De même que les déchets issus du « bassin versant » de Romainville étaient présents dans le projet du maître d’ouvrage lors du Débat public de 2009, de même le Syctom nous a informé dans son tableau sinoptique du Comité de suivi du 27 mai 2016 (voir note 4) que 54 000 tonnes « d’apport » de CSR seraient incinérés à Ivry-Paris XIII. Mr Hirzberger a précisé oralement que ces déchets viendraient bien de Romainville. Nous savons par ailleurs qu’un nouveau projet de TMB ou de TMB-méthanisation est bien en cours à Romainville et a déjà fait l’objet de marchés publics.

Il semble donc important que la concertation soit prolongée jusqu’à ce que le projet de Romainville soit public et puisse être examiné par les partenaires de la « concertation ».

Le projet du Syctom : un projet basé sur des chiffres contestables qui ne respecte pas la réglementation

Nous avons été très surpris de constater que le Syctom s’appuyait sur les performances de tri et de recyclage des matériaux secs et du verre des ordures ménagères et assimilées (OMA) constatées entre 2010 et 2015 pour bâtir son scénario 2015-2023, voire jusqu’à 2027, date de l’ouverture projetée de l’usine de TMB (ou « tri-préparation »).
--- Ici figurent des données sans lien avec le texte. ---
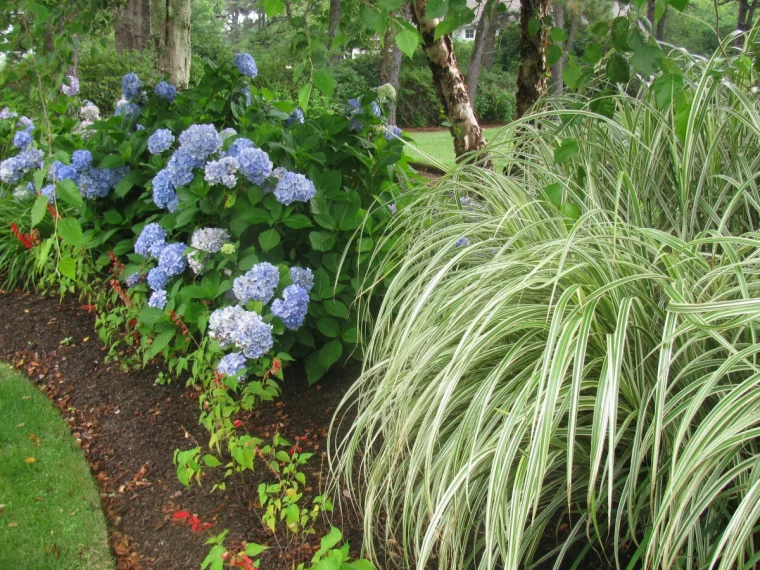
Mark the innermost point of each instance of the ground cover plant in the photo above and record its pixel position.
(570, 341)
(50, 517)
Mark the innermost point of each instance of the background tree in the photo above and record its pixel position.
(532, 76)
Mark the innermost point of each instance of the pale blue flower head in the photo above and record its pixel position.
(160, 141)
(257, 284)
(292, 308)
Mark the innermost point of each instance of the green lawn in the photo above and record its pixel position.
(435, 147)
(50, 515)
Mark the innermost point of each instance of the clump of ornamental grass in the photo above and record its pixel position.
(572, 342)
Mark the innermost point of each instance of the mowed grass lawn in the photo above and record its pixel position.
(435, 147)
(50, 515)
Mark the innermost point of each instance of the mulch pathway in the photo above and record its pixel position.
(129, 428)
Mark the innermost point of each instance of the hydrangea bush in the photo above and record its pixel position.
(229, 213)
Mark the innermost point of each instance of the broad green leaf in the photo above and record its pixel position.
(39, 209)
(436, 9)
(565, 151)
(303, 96)
(407, 41)
(273, 8)
(618, 69)
(325, 82)
(70, 231)
(322, 241)
(269, 239)
(67, 266)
C’est ce que le Syctom appelle un « scénario tendanciel », basé sur la continuité de la médiocrité des performances de recyclage sur son territoire (voir note 5), au lieu d’une étude détaillée, flux par flux, des effets attendus de la réglementation et notamment du PREDMA et de la LTECV.

C’est d’autant plus surprenant que :

  • Paris a adopté un plan de relance du tri avec un objectif de 50% de recyclage en 2020, et que les déchets de Paris comptent pour près de la moitié des tonnages traités par le Syctom ;
  • le Syctom a inscrit certaines de ses collectivités dans les « territoires Zéro déchets, zéro gaspillage » du Ministère de l’environnement, qui ont un objectif d’entraînement et d’exemplarité ;
  • les déchets d’activités économiques (DAE) comptent pour 50% des déchets traités par le Syctom (voir note 6) et qu’il est peu probable que des entreprises prennent le risque de ne pas se plier aux exigences d’une réglementation opposable.

L’usine d’Ivry-Paris XIII est bâtie pour 40 à 50 ans. Comme à tout service public, nous demandons au Syctom d’anticiper le futur de notre région, et non de s’arc-bouter sur des procédés contestés et obsolètes. Si cette usine était construite en 2023 et 2027, cela signifierait que pour 2 générations elle devrait être alimentée en déchets et qu’elle viendrait faire concurrence aux politiques publiques actuellement mises en œuvre et notamment à la collecte séparée des bio-déchets et à la relance de la prévention et du tri-recyclage.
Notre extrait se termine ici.